A Christian is to view the world through a higher vision. He is called to surpass the lowly, constrained, and corrupt view that so easily engulfs our race. We, as a race, begin to think that somehow we are really in control; somehow we are masters of events. Yet we are not. God ultimately is. Sure, sometimes He allows humanity to run out on the leash a bit, yet because He allows us the freedom to pursue our own destruction does not mean that destruction will win the day. Most of the time the process is not pleasant, and people suffer because of it. Humanity suffers because of its pride. It suffers because it desires to play God. In the long run humanity, without the true God, becomes only the god of chaos.
The Scriptures remind us, don’t worry because every person will die. God holds every person’s life in His hands. Even the so-called “movers and shakers,” the powerful of this world, are only like fading grass. They will give an answer for everything that they do, as will you and I.
Despite all the machinations of mankind, all things will experience ultimate recapitulation in Christ. The process has been set in motion. Nothing can stop it. St. John the Theologian proclaims to us the voices in heaven that cry, “The kingdom of the world did become that of our Lord and of His Christ, and He shall reign unto the ages of ages” (Rev. 11:15). Elsewhere the psalmist David proclaims, “The earth is the Lord’s the world and all that dwell therein” (Ps. 23:1). Fallen humanity may seem to temporally have “control” but the ultimate reality cannot be escaped: humanity is mortal and dying, only God is from everlasting to everlasting. All of creation is His, He made it; He will care for it and bring it through all the chaos of fallen humanity and sin back to its proper state.

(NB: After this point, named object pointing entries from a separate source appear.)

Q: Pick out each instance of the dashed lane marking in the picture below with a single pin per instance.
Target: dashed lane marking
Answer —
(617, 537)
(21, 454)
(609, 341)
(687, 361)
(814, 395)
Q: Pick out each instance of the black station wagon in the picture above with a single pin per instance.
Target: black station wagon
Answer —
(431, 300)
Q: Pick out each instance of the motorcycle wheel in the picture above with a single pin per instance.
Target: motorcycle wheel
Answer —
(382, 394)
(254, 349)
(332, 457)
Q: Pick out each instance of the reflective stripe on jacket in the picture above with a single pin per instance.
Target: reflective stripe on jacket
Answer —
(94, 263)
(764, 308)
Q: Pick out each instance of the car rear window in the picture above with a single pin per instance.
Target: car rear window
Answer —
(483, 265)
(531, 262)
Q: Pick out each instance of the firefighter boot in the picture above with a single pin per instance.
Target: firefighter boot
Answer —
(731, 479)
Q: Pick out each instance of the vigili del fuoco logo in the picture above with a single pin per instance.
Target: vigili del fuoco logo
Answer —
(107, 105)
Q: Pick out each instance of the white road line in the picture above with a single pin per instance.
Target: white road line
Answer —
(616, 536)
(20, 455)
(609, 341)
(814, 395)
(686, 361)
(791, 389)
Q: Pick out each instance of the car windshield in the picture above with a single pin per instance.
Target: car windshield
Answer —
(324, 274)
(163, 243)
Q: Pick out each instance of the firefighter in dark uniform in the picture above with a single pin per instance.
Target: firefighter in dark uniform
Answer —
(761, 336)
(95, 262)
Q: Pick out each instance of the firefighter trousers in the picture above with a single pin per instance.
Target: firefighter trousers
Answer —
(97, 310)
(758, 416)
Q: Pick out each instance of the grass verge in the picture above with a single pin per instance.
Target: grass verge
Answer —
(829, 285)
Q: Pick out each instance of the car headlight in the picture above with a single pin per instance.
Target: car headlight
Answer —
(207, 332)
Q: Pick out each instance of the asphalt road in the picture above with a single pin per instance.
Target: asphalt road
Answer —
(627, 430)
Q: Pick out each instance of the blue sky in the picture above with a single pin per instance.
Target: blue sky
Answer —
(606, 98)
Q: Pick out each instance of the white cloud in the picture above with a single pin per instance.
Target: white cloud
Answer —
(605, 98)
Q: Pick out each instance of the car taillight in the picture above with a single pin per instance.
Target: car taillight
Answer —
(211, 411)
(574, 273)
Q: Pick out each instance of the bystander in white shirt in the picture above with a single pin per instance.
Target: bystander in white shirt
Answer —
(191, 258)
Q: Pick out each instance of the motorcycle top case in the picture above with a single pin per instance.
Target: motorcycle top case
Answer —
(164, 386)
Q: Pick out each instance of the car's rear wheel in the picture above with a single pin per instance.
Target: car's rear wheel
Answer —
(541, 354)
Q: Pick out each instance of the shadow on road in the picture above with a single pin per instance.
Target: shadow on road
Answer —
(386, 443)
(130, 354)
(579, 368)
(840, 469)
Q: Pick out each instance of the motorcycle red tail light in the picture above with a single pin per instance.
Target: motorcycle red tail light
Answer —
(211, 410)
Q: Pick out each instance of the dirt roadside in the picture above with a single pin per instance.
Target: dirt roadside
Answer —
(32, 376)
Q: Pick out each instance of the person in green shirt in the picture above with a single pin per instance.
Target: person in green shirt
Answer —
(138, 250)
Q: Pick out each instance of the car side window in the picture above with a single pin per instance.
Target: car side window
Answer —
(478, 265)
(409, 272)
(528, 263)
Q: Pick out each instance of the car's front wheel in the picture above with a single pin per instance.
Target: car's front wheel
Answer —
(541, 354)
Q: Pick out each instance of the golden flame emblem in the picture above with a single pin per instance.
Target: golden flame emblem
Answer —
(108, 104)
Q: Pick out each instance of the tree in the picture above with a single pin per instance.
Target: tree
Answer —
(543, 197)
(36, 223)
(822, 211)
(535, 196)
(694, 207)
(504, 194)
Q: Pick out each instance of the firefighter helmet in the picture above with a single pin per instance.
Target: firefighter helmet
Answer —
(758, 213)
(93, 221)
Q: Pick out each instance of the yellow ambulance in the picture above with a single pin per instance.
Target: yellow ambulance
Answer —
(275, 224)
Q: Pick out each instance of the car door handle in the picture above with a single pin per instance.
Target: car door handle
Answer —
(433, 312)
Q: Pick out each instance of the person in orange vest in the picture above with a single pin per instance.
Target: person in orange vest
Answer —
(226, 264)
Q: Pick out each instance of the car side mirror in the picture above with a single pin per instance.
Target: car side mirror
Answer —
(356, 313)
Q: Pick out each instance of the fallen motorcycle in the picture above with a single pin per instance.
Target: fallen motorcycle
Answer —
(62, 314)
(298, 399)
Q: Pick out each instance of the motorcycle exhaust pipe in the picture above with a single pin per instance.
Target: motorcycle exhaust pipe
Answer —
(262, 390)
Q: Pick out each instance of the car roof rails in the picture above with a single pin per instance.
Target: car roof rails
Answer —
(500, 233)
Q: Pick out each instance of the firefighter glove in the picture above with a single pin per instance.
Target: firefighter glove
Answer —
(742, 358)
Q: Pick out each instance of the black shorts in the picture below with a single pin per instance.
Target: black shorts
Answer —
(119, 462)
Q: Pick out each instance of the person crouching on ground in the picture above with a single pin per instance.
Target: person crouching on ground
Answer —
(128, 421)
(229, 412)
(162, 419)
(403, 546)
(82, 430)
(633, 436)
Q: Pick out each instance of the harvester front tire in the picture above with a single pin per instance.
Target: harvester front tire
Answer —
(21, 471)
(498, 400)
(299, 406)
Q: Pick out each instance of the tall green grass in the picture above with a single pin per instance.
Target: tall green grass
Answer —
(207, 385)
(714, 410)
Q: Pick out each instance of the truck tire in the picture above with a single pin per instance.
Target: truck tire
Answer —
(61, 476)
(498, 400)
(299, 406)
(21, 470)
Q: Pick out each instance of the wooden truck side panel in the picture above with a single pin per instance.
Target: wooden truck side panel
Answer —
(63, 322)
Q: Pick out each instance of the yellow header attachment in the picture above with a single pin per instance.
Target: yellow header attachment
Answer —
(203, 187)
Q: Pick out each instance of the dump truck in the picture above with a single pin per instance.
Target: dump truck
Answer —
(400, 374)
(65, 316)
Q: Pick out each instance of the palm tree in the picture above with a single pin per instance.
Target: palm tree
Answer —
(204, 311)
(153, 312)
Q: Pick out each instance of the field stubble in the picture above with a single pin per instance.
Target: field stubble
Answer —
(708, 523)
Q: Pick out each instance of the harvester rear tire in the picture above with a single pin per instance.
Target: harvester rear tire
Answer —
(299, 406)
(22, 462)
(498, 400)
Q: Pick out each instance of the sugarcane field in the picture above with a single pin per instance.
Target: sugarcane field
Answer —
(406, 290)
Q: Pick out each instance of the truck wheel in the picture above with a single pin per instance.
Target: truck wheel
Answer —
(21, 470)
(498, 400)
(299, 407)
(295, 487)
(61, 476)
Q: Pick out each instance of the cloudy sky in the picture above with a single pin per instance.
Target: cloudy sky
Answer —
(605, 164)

The Lord Himself proclaims, “Fear not little flock, for it is your Father’s good pleasure to give you the Kingdom” (Lk. 12:32); not the passing kingdoms of this world for which dying mortals vie, but the eternal kingdom which is found in Jesus Christ the Lord. It is tumultuous even for Christians to live in this mortal world, thus the Lord instructs, “Where your treasure is, there your heart will be also” (Lk. 12:34). Don’t set your heart and hopes on men or on the kingdoms of this fading age.
Sadly, many people have their hearts fully invested in this world. Thus when it shakes and trembles everything they have shakes and trembles with it. All of this is but the tremor of the inevitable collapse of this mortal world. As long as we have breath we should strive for what is good and true. The knowledge of the final end in Christ is not some sort of escapism. Rather, it is the most blatant coming to terms with reality. Indeed, it is the mortal world that lives in a constant “escapism.” It persistently attempts to circumvent the end goal of absolute fulfillment in God. This is the root of all the tumult in our world.
St. Sebastian skillfully reminds true seekers of truth, “This life is transient; it is so unstable and unfaithful that it can never save even those who love it. What is this life worth even if one lives for a hundred years? When the last day arrives, do not all our past years and all earthly delights seem as though they had never existed? It is indeed unreasonable to fear to lose this quickly passing life, when one will receive that eternal life in which delights, riches and rejoicing begin and never end, remaining eternal to the ages of ages” (Prologue of Ohrid, December 18th ).
Don’t let your eyes get stuck on man, he is fading away like a flower in the field (cf. Ps 102:15).
1Note: this verse is not found in the “Orthodox Study Bible.” I do not know why.